La Semana Santa es un tiempo fuerte que todo el mundo tiene en cuenta y lo utiliza lo mejor que puede y sabe. La Semana Santa se vive hoy de forma bien diferente de como la vivíamos en nuestros tiempos de infancia y juventud. Para nosotros era un tiempo profundamente religioso y no se nos ocurría una forma diferente de vivirla.
Entonces no había fiesta que no fuera la religiosa. Y a nadie, o a muy pocos, se les ocurría emplear este tiempo libre o de vacación para irse a la playa, a la montaña, a las casas rurales o a otros lugares turísticos, en el interior del país, o incluso en el extranjero.
Antaño la cuaresma era un tiempo de silencio y recogimiento. Incluso no se podía bailar ni cantar. Las religiosas y religiosos de clausura no podían ni siquiera recibir visitas. Y muchos hacían penitencias especiales como prolongar y profundizar el ayuno o prescindir de gustos personales como el consumo de tabaco, que abandonaban en cuaresma y volvían a retomar en pascua.
Para los cristianos, la Semana Santa, llamada también Semana Mayor, era y sigue siendo un tiempo fuerte de oración, de meditación, de ayuno y penitencia, y de servicio y amor a los hermanos pobres y necesitados. Y en este sentido, también un tiempo de acompañamiento a los enfermos. Incluso en el tiempo seguido de Pascua, la comunidad o la parroquia se acercaba en procesión portando el Santísimo Sacramento de la Eucaristía y el sacramento de la Unción de enfermos a las casas de los que no podían salir por su enfermedad, para hacerlos partícipes de las gracias procedentes del amor y de la entrega de Cristo, que recordamos y celebramos en el tiempo de la Semana Santa.
Hoy hay un renacer de las tradiciones propias de las Cofradías de Semana Santa, que se centran principalmente en la participación en las, a veces, muy hermosas procesiones, cargadas de arte y devoción.

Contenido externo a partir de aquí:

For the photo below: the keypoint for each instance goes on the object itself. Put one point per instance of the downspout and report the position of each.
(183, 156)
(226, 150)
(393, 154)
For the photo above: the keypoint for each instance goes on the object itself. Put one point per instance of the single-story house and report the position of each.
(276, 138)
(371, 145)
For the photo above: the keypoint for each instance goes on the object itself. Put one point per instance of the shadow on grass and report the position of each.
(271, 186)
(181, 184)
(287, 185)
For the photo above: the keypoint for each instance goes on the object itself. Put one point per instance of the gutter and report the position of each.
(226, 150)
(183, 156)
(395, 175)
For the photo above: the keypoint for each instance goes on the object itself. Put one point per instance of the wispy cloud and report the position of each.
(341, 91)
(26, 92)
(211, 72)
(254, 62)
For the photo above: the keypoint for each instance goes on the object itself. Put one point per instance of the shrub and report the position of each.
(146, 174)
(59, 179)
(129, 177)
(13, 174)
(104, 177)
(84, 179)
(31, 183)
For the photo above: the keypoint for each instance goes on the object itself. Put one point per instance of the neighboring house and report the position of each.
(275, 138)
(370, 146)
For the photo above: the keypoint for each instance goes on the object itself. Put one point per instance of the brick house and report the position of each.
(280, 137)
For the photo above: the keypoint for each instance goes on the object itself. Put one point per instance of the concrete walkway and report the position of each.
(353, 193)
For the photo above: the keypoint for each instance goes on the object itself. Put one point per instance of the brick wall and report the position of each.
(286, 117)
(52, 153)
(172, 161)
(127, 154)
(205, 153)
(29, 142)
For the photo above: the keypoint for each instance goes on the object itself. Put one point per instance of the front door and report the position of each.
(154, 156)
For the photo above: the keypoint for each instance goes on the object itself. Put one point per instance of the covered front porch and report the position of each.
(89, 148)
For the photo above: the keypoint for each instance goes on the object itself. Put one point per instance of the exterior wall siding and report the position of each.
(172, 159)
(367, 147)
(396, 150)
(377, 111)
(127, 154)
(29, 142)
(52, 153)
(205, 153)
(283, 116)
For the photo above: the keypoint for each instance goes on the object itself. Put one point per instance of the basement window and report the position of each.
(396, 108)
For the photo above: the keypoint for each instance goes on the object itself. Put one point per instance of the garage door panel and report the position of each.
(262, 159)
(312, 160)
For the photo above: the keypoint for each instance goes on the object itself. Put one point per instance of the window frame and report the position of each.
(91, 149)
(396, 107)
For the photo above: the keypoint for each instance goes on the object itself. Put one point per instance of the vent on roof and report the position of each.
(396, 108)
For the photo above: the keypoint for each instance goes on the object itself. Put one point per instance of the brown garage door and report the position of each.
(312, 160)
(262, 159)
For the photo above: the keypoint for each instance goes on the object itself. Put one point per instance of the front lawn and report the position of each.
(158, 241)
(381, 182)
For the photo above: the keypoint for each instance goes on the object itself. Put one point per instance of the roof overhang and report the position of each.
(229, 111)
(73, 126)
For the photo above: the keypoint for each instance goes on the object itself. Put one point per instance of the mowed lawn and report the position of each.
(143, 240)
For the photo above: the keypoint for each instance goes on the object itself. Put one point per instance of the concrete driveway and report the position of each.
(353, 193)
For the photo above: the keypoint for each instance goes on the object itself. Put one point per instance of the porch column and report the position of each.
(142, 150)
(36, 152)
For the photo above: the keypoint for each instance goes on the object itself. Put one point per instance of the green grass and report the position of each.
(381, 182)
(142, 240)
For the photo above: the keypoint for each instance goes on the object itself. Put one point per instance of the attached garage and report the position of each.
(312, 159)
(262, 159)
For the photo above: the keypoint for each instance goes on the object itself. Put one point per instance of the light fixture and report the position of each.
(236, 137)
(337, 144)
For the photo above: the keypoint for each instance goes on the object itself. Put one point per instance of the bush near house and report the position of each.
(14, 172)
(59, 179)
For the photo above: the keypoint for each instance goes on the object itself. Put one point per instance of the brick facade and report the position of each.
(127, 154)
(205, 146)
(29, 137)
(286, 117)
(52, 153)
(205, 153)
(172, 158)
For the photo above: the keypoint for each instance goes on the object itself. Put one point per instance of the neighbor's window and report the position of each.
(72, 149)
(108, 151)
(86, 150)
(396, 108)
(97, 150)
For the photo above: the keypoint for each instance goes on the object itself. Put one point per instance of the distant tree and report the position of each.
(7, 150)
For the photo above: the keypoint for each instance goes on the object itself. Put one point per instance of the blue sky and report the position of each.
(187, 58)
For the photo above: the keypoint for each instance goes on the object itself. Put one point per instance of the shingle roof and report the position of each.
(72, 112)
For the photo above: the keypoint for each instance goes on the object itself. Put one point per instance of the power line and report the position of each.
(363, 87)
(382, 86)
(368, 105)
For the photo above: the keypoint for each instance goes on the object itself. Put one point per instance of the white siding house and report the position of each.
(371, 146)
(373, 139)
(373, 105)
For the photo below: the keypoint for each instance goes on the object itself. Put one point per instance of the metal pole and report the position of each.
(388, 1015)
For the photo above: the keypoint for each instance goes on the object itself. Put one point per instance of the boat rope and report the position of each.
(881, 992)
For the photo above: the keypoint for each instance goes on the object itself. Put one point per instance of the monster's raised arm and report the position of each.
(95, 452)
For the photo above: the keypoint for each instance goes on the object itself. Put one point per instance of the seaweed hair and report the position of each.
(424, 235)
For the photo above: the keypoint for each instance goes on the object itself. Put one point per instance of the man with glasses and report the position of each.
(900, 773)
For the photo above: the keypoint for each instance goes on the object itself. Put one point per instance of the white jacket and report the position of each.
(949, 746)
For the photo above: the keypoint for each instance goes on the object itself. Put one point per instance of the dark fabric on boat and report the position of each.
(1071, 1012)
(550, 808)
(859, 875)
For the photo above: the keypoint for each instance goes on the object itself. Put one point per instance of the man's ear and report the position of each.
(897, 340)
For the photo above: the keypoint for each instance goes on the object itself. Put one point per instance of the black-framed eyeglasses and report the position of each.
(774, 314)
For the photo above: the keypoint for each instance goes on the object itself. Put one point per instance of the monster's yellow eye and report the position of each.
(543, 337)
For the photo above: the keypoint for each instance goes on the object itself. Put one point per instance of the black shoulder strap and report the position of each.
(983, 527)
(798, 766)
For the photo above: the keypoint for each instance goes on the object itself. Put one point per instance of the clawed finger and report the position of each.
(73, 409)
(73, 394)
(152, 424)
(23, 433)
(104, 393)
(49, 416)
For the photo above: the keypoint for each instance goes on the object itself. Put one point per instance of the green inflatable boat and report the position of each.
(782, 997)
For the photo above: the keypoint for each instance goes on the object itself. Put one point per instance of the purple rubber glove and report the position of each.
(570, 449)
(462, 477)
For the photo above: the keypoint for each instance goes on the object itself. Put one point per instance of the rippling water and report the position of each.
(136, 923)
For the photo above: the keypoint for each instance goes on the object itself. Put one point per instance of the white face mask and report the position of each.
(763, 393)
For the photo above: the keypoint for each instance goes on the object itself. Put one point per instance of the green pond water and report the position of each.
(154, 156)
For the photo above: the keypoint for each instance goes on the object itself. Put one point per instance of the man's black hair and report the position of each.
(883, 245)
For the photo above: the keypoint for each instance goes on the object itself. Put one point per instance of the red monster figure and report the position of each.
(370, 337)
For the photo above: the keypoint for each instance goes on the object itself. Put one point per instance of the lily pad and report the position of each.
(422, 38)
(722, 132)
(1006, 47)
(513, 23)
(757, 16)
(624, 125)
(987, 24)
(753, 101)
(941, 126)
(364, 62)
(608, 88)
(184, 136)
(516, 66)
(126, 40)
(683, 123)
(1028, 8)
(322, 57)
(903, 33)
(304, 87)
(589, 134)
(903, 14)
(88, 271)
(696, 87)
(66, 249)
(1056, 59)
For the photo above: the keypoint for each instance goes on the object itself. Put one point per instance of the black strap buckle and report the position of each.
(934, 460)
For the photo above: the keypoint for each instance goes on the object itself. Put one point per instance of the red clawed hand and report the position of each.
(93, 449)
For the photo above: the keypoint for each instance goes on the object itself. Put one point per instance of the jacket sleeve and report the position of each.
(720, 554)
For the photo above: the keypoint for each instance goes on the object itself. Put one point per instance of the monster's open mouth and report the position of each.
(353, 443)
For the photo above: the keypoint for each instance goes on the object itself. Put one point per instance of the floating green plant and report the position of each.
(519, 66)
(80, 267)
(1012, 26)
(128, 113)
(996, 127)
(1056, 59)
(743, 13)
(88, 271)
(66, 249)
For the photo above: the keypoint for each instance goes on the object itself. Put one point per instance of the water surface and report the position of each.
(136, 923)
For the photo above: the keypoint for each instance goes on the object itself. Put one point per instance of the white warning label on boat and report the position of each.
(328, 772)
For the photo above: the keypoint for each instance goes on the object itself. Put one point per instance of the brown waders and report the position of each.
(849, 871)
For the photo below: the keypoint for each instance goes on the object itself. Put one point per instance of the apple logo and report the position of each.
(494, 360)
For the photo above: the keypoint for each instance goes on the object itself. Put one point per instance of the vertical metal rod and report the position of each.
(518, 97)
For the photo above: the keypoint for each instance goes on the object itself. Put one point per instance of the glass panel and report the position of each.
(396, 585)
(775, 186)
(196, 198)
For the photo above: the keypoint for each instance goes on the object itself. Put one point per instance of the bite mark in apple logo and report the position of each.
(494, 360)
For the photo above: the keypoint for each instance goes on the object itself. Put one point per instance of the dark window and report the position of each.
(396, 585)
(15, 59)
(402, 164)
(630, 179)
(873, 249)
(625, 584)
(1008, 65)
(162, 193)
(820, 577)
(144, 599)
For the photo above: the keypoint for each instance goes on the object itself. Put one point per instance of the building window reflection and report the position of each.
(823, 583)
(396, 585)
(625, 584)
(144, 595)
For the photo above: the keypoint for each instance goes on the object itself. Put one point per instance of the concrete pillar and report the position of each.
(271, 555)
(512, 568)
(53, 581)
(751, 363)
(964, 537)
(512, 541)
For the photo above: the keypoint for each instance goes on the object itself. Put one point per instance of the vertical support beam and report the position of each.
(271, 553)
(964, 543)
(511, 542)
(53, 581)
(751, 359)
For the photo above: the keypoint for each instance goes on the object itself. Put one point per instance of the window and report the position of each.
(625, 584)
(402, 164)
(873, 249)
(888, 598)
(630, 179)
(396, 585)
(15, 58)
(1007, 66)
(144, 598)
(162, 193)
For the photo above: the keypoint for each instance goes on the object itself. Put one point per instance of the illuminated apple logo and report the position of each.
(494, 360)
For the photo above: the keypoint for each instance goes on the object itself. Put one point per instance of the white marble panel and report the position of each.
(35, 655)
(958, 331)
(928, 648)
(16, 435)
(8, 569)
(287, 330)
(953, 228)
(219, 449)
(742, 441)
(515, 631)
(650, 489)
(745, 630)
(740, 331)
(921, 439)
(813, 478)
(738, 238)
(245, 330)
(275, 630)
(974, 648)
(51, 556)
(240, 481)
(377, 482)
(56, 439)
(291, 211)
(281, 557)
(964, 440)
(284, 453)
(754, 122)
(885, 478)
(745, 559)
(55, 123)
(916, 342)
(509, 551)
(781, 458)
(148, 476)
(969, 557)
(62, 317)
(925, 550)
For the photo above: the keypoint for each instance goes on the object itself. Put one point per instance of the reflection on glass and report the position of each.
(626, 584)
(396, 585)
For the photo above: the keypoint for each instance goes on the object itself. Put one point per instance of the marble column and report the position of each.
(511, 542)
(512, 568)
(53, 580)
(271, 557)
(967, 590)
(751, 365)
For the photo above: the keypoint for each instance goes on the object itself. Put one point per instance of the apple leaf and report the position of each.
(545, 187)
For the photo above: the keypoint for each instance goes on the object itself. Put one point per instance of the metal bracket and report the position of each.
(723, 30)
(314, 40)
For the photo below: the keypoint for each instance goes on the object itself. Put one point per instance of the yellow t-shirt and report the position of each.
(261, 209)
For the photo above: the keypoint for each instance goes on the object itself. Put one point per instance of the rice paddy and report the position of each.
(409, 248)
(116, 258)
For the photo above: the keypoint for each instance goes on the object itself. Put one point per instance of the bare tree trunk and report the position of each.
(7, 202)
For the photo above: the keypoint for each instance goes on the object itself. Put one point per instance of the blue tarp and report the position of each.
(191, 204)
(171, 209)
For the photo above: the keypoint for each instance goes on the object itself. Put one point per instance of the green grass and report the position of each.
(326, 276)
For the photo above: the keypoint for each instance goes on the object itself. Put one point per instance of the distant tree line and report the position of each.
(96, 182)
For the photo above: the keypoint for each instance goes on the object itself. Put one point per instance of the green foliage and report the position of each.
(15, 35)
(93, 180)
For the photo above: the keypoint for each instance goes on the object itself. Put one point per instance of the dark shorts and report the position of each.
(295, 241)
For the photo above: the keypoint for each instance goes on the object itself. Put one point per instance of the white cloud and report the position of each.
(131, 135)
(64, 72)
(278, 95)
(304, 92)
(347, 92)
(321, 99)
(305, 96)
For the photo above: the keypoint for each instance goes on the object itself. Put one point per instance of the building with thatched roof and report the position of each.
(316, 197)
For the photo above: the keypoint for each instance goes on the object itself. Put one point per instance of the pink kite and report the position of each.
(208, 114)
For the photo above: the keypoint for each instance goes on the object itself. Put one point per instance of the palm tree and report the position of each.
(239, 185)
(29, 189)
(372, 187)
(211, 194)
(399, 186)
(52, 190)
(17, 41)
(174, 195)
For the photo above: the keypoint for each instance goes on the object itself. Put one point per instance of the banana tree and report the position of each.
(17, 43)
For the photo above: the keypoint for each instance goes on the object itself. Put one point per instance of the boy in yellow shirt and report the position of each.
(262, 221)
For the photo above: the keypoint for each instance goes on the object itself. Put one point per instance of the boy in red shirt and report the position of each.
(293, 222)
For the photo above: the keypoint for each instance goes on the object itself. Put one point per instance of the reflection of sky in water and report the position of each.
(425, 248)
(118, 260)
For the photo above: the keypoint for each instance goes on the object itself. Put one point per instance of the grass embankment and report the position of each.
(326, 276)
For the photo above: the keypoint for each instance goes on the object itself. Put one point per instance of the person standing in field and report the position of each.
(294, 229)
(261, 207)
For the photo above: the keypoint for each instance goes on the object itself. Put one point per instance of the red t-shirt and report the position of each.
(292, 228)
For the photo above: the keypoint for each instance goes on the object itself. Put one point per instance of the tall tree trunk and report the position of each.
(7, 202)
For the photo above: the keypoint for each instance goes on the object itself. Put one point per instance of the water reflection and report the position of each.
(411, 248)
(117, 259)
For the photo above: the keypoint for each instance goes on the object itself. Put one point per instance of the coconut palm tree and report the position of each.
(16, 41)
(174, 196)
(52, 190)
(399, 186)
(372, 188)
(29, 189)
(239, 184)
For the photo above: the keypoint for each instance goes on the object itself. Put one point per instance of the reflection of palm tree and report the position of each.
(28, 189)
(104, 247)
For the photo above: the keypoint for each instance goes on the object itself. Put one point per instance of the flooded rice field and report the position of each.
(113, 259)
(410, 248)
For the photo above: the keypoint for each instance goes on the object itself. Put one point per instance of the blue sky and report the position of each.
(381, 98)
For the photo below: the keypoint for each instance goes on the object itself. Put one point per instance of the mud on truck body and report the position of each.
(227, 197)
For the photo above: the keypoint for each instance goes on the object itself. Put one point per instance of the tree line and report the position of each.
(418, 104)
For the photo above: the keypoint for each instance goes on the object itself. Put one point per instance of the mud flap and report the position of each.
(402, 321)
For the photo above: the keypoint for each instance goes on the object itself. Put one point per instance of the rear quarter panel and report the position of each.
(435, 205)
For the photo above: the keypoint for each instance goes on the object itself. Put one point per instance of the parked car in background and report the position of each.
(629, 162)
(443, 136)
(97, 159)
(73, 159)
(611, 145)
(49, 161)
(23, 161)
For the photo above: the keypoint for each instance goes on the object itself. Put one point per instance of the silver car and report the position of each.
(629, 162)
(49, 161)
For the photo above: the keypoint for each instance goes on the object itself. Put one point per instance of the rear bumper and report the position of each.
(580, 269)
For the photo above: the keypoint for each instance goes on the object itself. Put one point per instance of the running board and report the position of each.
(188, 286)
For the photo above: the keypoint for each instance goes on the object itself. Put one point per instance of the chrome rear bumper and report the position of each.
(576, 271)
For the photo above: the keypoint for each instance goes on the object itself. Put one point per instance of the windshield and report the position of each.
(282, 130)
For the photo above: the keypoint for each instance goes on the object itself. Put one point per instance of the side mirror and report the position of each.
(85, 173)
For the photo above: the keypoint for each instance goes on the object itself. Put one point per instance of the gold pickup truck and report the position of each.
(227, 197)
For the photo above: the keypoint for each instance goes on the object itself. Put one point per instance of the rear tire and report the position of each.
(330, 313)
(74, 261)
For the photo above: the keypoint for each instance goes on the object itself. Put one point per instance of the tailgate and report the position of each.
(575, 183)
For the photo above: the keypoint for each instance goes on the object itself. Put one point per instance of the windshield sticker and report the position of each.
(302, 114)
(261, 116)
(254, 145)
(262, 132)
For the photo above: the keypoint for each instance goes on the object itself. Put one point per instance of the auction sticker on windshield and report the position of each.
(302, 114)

Pero esas procesiones muchas veces distraen a la gente de los actos litúrgicos, que son los verdaderamente importantes. Estos comprenden tiempos de oración litúrgica, como es el rezo de las horas: laudes, horas menores y vísperas. Antiguamente había un largo tiempo en que se celebraba lo que entonces se llamaba el oficio de tinieblas, y en él se recordaban, y hasta se cantaban solemnemente las lamentaciones del profeta Jeremías, y otros salmos, antífonas y responsorios. Se disponía de un artificio portador de velas que se iban apagando conforme se cantaban los salmos, y la oración terminaba en completa oscuridad, haciendo sonar fuertemente las carracas u otros instrumentos propios de este tiempo, para recordar las tinieblas y el terremoto que acompañó a Cristo a la hora de su muerte en cruz.
Pero, lógicamente, los momentos más fuertes de la Semana Santa, y de la Pascua que viene a continuación, son las celebraciones litúrgicas de la Santa Eucaristía, que recuerda el momento de la entrega de Cristo como comida y bebida, que hacen presente su cuerpo “entregado por nosotros” y su sangre “derramada por nosotros”, para el perdón de nuestros pecados.
Se destacan así el Domingo de Ramos, el Jueves Santo y el triduo pascual: Viernes Santo, Sábado Santo de espera en silencio, mientras Cristo desciende a los infiernos para recuperar a Adán y Eva y a todos los redimidos hasta entonces. Y concluye con el gran triunfo de la Resurrección celebrado en la solemne Vigilia Nocturna y en el día distinguido de la Pascua.
Cada vez somos menos y mayores en edad los cristianos que conocemos los misterios cristianos enseñados en unas serias catequesis. Y por eso, la Semana Santa va quedando reducida a un pequeño número de iniciados, que incluso toman algunos días de retiro o de ejercicios espirituales para prepararse a una consciente y devota celebración de los misterios pascuales.
Esperamos que, de algún modo, la riqueza de la celebración de la Semana Santa llegue a todos aquéllos con los que convivimos, aunque ellos hayan tomado esta Semana Mayor simplemente como un tiempo de descanso y vacaciones.